Personal information
- Other names: Natalie Ball
- Citizenship: Finland; United Kingdom;
- Born: 13 February 1979 (age 47) Nottingham, England

Sport
- Sport: Goalball; para swimming;
- Disability class: S11; S5;

Medal record
Women's para swimming
Representing Germany
Paralympic Games
| Silver medal – second place | 2004 Athens | Women's 50m freestyle S11 |
| Silver medal – second place | 2004 Athens | 100 m freestyle S11 |
| Silver medal – second place | 2004 Athens | Women's 100m breaststroke SB11 |
| Bronze medal – third place | 2004 Athens | 200m individual medley SM11 |
Representing Finland
World Championships
| Bronze medal – third place | 2025 Singapore | 50 m freestyle S5 |
| Bronze medal – third place | 2025 Singapore | 100 m freestyle S5 |
| Bronze medal – third place | 2025 Singapore | 200 m freestyle S5 |
Women's goalball
Representing Germany
IBSA World Games
| Gold medal – first place | Sao Paulo 2007 | Women's tournament |
European Championships
| Gold medal – first place | 2005 Belgium | Women’s tournament |

= Natalie Örnkvist =

German-Finnish Paralympic goalball player and swimmer (born 1979)

Natalie Örnkvist (formerly Ball; born 13 February 1979) is a para-athlete who has competed in goalball and para swimming.

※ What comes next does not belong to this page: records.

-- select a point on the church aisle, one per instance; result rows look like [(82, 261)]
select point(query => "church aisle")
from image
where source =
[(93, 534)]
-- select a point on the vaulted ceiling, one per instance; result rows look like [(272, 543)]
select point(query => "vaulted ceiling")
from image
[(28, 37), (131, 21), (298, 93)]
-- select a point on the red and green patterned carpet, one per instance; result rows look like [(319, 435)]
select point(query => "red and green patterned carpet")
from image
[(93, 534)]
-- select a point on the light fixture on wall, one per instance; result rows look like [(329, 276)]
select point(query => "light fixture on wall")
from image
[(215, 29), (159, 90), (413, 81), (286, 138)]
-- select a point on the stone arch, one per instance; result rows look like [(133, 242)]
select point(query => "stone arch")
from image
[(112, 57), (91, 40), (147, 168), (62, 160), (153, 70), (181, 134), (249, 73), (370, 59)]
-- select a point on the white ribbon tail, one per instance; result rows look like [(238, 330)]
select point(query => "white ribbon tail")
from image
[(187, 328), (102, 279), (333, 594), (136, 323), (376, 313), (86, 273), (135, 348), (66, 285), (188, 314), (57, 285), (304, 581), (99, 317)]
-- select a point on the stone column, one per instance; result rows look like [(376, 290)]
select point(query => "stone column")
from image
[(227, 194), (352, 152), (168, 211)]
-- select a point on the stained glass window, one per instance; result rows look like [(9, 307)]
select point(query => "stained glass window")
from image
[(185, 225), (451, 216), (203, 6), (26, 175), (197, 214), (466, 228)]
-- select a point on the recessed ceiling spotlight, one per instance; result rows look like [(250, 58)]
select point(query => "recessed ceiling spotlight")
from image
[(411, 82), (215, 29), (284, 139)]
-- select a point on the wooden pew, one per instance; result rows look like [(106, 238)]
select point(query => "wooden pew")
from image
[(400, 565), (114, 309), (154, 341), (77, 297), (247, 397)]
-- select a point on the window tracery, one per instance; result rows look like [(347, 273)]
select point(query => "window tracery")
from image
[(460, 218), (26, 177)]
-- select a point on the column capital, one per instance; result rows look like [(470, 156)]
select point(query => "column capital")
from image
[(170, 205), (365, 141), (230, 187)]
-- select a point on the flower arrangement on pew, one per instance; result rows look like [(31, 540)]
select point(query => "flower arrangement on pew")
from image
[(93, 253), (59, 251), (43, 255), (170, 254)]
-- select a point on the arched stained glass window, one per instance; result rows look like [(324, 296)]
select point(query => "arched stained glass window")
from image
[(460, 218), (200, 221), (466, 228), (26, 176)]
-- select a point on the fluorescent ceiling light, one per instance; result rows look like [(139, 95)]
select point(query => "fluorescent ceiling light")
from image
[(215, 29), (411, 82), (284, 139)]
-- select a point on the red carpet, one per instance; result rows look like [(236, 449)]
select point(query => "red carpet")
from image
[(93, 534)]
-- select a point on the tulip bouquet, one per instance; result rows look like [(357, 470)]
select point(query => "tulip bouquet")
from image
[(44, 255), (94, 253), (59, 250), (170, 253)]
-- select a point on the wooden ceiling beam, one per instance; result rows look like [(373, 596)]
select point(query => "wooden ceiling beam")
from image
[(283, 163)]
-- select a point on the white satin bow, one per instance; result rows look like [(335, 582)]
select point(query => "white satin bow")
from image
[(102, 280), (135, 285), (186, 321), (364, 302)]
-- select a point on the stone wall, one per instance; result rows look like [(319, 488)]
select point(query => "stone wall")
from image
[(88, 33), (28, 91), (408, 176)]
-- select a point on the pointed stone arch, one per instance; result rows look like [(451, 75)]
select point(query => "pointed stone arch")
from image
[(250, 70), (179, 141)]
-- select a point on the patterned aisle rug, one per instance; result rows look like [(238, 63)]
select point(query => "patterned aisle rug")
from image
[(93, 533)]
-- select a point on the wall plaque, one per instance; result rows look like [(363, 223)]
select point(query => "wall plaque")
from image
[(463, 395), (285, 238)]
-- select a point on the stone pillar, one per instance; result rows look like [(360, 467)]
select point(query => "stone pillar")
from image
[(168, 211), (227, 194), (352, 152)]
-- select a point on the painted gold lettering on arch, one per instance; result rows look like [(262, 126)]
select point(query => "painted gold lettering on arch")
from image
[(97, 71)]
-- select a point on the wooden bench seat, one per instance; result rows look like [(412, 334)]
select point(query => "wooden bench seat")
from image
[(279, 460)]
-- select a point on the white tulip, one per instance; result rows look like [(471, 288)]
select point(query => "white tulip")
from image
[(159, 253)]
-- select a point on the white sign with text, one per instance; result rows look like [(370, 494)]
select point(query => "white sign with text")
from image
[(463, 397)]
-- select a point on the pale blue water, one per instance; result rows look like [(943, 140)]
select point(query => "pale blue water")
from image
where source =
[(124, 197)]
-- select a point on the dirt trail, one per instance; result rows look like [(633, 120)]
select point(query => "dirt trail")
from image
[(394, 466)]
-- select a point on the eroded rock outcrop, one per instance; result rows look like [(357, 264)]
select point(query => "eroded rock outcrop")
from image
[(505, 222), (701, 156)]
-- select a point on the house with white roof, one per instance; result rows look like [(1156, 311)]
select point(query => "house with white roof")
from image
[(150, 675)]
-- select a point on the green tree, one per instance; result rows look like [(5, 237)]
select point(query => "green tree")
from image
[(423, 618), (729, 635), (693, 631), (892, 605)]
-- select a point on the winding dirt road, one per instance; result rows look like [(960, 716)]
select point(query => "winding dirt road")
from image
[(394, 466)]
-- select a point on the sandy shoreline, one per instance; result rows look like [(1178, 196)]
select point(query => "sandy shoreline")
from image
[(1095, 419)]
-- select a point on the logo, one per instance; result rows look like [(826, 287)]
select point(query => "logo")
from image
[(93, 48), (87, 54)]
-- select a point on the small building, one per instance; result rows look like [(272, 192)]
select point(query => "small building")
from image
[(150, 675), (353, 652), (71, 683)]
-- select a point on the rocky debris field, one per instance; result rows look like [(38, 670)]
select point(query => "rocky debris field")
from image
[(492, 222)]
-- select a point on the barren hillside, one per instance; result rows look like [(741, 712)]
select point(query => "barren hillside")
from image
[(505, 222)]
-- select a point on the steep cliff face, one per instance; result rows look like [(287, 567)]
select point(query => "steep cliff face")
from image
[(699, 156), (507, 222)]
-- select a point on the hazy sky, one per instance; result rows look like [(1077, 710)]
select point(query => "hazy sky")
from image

As a goalball player, she competed for Great Britain at the 2000 Summer Paralympics and Germany at the 2008 Summer Paralympics. As a para swimmer, she has competed in the S11 and later S5 classification. She represented Germany at the 2004 Summer Paralympics, winning four medals. She then competed for Finland at the 2025 World Para Swimming Championships, winning three bronze medals.

==Early life and education==
Natalie Ball was born in Nottingham, England, to a half-English and half-Welsh mother and a Tornedalian father, and she grew up in England and Germany. She has been blind since birth. After graduating from high school, she studied at the University of Greifswald in Germany.

==Career==
Despite her disability, Ball wanted to pursue competitive sports and became a member of HSG Greifswald. She chose two different sports: swimming and goalball. As she quickly became one of the club's top performers in both sports, she was called up to the respective national teams and competed in international competitions.

Ball became a member of the German national swimming team at the 2004 Summer Paralympics in Athens, where she competed in three swimming events and achieved success. At these Games, she won three silver medals and one bronze medal in the S11 performance class: one silver medal each in the 50m breaststroke, 100m freestyle, and 100m breaststroke; she also won a bronze medal in the 200m individual medley. She was also successful in her second sport, goalball: at the 2005 European Championships, she took first place and won the gold medal. She also won a gold medal in goalball at the 2007 IBSA World Games. For her medal win at the 2004 Summer Paralympics, she received the Silver Laurel Leaf.

In September 2025, Örnkvist made her return to swimming, competing for Finland at the 2025 World Para Swimming Championships. In her first event, she won a bronze medal in the 50 metre freestyle event. She also won the bronze medal in the 200 m freestyle and 100 m freestyle.

==Personal life==
After graduating in 2004 with a degree in Northern European geography, Ball went to Finland to study singing. She has a master's degree, which she received from the Sibelius Academy in 2017.

Örnkvist moved to Finland in the early 2010s. She is wheelchair bound and works as a cantor in the parish of Saltvik in Åland. She holds both British and Finnish citizenships.